Her doğan gün; yüreğimizin, zihnimizin alabileceği ve kaldırabileceğinden çok daha kötü, korkunç kabuledilemez bilgiyle karşılaşıyoruz. Onlarca kişinin ölümüne uyanabiliyoruz mesela, 12, 13 yaşındaki bir çocuğun onlarca insana satılmasıyla ya da. Açlık, giderek derinleşen yoksulluk, cinnet manzaraları, aşınan yaşamlar, itirazı olan herkese dönük organize bir şiddet politikası, gözaltılar, işkenceler vs vs….
Ölüm fermanlarının çıktığı, engizisyon mahkemelerinin olduğu, cadı avına çıkılan, giyotinin aristokratlar için acısız bir ölüm aracı olduğu, işkencenin ıztırabın kol gezdiği, insanların yakıldığı bir orta çağın sona erişini haber verdi aydınlanma ve toplumsal mücadeleler.
Modernliğin ve modernitenin kapısı aydınlanmanın hukuk üstünlüğü, güçler ayrılığı gibi kavramlarıyla aralandı. 20. yüzyılda kurulan uluslararası kurumlar ise bir adım ileri giderek barış ve insan hakları çağrısı yapıyordu, yeni dünya savaşları istenmiyordu.
Gerçekten de bir dünya savaşı olmadı. Avrupalı devletlerin harap olduğu yakılıp yıkıldığı savaşlar olmadı. Steril hayatlardan uzakta çok daha büyük yıkımlar, ölümler oldu kimi zaman ancak onlar istatistik bile olamadılar o da ayrı bir hikaye.
Peki üzerine kitaplar yazılan modernlikle birlikte gerçekleşen gerçekten hukukun üstünlüğü, insan haklarına saygılı yeni bir toplumsal düzen miydi? Yoksa zulüm şık bir kıyafet giyip görünmezleşmiş miydi?

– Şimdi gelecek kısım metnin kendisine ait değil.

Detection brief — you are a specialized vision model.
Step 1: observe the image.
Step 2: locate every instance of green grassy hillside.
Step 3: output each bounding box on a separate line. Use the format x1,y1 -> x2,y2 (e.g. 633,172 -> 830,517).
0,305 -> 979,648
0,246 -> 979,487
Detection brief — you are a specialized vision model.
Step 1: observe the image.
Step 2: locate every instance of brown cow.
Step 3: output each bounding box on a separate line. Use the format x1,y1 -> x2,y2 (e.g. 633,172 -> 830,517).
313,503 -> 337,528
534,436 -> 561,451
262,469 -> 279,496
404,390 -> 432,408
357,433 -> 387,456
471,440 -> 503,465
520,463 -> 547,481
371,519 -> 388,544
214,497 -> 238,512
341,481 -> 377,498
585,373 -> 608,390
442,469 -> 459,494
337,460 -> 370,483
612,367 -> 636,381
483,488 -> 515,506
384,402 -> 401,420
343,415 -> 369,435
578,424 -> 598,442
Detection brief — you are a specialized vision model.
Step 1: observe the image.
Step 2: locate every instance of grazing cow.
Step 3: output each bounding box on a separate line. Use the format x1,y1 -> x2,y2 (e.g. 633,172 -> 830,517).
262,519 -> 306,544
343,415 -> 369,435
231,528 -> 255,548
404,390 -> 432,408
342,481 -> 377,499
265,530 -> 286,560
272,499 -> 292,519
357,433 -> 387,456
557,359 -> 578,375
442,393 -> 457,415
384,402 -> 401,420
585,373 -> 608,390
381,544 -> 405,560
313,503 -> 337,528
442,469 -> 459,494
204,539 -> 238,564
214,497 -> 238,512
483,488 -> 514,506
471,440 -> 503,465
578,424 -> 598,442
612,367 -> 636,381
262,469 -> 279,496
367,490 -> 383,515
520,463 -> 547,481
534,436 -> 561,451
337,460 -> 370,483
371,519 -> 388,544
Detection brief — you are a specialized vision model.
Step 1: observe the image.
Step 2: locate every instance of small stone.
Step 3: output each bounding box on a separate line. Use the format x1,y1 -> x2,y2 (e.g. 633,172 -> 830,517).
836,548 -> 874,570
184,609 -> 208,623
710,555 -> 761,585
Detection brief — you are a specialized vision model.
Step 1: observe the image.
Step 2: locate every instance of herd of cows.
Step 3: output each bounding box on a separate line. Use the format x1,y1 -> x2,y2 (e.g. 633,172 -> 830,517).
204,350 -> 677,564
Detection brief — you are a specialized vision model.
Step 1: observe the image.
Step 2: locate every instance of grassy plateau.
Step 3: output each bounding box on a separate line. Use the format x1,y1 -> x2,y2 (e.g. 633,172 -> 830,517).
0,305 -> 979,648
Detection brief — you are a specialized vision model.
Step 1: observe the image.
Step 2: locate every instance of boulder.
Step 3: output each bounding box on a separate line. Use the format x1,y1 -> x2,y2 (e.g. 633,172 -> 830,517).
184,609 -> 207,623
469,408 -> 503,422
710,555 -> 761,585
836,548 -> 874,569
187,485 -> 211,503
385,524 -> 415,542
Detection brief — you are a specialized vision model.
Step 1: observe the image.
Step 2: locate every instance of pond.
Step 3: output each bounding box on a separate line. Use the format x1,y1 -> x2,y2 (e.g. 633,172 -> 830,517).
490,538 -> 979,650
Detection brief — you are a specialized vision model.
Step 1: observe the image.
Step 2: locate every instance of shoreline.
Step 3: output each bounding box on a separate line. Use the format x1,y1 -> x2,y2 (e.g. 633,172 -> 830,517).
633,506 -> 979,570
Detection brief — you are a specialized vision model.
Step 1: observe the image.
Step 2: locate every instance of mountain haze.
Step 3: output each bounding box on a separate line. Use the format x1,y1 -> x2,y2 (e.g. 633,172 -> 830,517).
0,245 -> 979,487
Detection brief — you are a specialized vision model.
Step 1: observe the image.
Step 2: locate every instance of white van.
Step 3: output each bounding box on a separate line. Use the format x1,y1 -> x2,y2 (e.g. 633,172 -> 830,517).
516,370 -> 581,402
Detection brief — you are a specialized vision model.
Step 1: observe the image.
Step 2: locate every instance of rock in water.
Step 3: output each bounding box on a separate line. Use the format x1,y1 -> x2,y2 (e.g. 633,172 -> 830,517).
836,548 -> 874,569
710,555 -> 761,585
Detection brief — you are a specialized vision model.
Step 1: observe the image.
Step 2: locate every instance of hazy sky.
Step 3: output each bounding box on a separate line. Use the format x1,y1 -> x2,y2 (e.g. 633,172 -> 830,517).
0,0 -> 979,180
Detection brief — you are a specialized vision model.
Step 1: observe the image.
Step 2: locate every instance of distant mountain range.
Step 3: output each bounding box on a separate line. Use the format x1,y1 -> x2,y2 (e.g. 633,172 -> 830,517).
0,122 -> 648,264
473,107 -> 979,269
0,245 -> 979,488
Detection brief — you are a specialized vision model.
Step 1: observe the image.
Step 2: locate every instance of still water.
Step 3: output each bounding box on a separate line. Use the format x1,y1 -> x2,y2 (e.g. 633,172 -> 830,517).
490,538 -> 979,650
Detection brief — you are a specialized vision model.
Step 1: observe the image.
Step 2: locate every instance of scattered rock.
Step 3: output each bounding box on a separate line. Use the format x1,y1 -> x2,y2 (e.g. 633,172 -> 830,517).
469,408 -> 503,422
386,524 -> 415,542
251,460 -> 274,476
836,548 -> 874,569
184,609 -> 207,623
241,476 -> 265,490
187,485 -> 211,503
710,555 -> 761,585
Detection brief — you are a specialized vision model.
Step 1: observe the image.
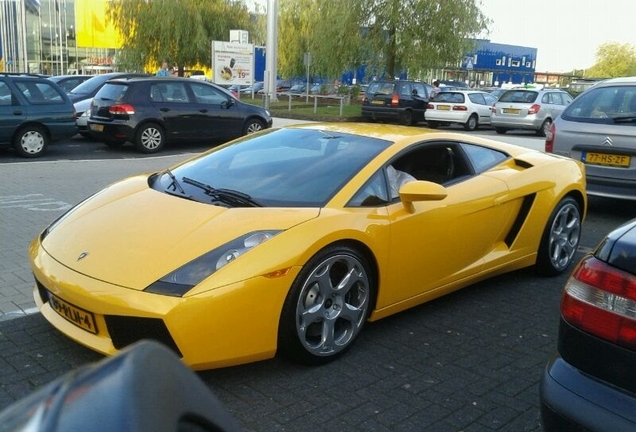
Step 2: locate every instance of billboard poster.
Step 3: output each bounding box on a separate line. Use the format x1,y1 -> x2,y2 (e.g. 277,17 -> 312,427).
212,41 -> 254,86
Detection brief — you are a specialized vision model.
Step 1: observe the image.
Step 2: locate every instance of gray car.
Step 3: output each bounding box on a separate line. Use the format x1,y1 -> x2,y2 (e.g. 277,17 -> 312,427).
490,88 -> 572,136
545,77 -> 636,200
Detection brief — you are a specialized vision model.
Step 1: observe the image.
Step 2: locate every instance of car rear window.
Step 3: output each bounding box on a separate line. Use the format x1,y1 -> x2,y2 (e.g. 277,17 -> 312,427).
95,83 -> 129,102
562,86 -> 636,125
433,92 -> 465,103
367,82 -> 395,95
499,90 -> 539,103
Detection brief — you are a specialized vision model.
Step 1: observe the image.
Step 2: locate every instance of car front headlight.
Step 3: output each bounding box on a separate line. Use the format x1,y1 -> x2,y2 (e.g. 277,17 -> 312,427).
144,230 -> 280,297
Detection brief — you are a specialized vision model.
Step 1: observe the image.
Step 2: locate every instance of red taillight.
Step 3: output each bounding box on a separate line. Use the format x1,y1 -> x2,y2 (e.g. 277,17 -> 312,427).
108,104 -> 135,115
528,104 -> 541,114
545,123 -> 556,153
561,256 -> 636,349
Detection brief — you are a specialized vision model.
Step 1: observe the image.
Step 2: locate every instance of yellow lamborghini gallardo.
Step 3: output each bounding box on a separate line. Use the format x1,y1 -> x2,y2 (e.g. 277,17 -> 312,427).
29,123 -> 587,369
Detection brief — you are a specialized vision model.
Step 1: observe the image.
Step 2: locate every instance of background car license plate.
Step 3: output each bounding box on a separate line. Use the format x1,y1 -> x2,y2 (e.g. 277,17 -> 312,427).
47,292 -> 97,334
581,153 -> 631,167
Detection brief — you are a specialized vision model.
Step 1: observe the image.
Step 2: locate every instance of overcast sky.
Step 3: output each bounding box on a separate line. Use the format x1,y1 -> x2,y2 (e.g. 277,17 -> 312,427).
244,0 -> 636,72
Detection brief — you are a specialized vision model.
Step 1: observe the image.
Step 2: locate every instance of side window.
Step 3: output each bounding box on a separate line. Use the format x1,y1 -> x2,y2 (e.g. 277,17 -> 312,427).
190,83 -> 228,105
461,144 -> 509,174
0,81 -> 17,106
468,93 -> 486,105
347,170 -> 389,207
162,82 -> 189,103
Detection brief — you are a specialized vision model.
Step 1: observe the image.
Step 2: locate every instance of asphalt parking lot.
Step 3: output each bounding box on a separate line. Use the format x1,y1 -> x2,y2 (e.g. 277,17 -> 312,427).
0,129 -> 636,431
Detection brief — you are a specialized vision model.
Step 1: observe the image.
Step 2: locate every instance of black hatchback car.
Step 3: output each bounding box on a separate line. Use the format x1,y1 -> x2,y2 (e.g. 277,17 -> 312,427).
0,73 -> 77,157
362,80 -> 433,125
88,77 -> 272,153
540,219 -> 636,432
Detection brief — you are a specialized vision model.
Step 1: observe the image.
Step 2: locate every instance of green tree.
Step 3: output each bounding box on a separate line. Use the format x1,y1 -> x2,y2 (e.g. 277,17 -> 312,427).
585,42 -> 636,78
279,0 -> 489,77
107,0 -> 252,75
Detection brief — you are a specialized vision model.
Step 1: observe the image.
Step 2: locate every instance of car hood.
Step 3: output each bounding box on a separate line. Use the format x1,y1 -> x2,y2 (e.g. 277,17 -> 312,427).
42,177 -> 320,290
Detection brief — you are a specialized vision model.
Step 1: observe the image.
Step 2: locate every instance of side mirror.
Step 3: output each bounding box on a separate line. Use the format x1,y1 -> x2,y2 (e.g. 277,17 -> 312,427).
399,180 -> 448,212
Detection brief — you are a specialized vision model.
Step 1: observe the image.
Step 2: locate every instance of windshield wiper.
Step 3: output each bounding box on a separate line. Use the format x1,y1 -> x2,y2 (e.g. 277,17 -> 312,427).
612,115 -> 636,123
166,168 -> 187,195
182,177 -> 262,207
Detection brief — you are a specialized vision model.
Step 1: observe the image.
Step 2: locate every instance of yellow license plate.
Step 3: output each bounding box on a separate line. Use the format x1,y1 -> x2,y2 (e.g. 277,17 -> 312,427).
48,293 -> 97,334
582,153 -> 631,167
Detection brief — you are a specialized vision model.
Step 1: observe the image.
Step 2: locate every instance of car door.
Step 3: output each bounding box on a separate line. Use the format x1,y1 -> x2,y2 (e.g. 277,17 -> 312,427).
189,82 -> 243,138
362,142 -> 514,308
150,80 -> 199,141
0,81 -> 28,144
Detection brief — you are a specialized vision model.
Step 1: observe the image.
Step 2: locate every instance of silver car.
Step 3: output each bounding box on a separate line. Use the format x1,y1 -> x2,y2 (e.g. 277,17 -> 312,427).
490,88 -> 572,136
545,77 -> 636,200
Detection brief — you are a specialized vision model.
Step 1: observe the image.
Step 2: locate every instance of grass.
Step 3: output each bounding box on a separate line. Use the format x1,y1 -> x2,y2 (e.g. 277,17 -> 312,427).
241,95 -> 362,121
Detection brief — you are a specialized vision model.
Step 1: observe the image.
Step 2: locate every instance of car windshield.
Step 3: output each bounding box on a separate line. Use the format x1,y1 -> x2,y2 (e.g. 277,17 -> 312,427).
153,128 -> 391,207
499,90 -> 539,103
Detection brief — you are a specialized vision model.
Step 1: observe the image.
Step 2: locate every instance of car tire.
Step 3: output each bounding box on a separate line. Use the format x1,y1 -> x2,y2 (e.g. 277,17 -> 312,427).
400,110 -> 414,126
464,114 -> 479,131
278,245 -> 375,365
536,197 -> 582,276
243,119 -> 265,135
13,125 -> 50,158
135,123 -> 166,153
537,119 -> 552,137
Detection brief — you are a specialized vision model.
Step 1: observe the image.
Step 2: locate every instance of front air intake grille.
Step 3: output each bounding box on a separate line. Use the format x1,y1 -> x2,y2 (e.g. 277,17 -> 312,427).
104,315 -> 183,357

Çocuklar, kadınlar, insan hayatı ve diğer canlılar daha mı kıymetliydi mesela? Yoksa hak, hukuk, kıymet birilerinin oluyordu da, birilerinin kapısından bile uğramıyor muydu?
İnsanlar kılıçtan geçirilmiyordu belki, sultanların iki dudağının arasında değildi yaşam. Kazanım mıydı şimdi bunların hepsi?
Geçmişten iyi miydik yani?
Belki de Benjamin’in tarih meleği gibi,gördüğümüz hep aynı trajedi, yıkım ve ölüm…
Öyle ki; cellatlar sadece takım elbise giyer olmuş, ölüm de daha modern. Yahut herkes cellat olmuş, suç evlere gizlenmiş, herkes suskun suç ortakları olmuş da olabilir.
Yaşadığımız geçmiş ve gelecek arasında bir sıkışma gibi ama kesinlikle ilerleme değil… İyi olana dair bir iz aradığında zihin, bugün de ve geçmişte sonuç farklı görünmüyor.
Ne geçmiş nostoljisi ne yeninin alkışlanması…ikisi dışında umudun ve çarenin ışığını verecek bir kapı aralığı.. Aradığımız bu galiba!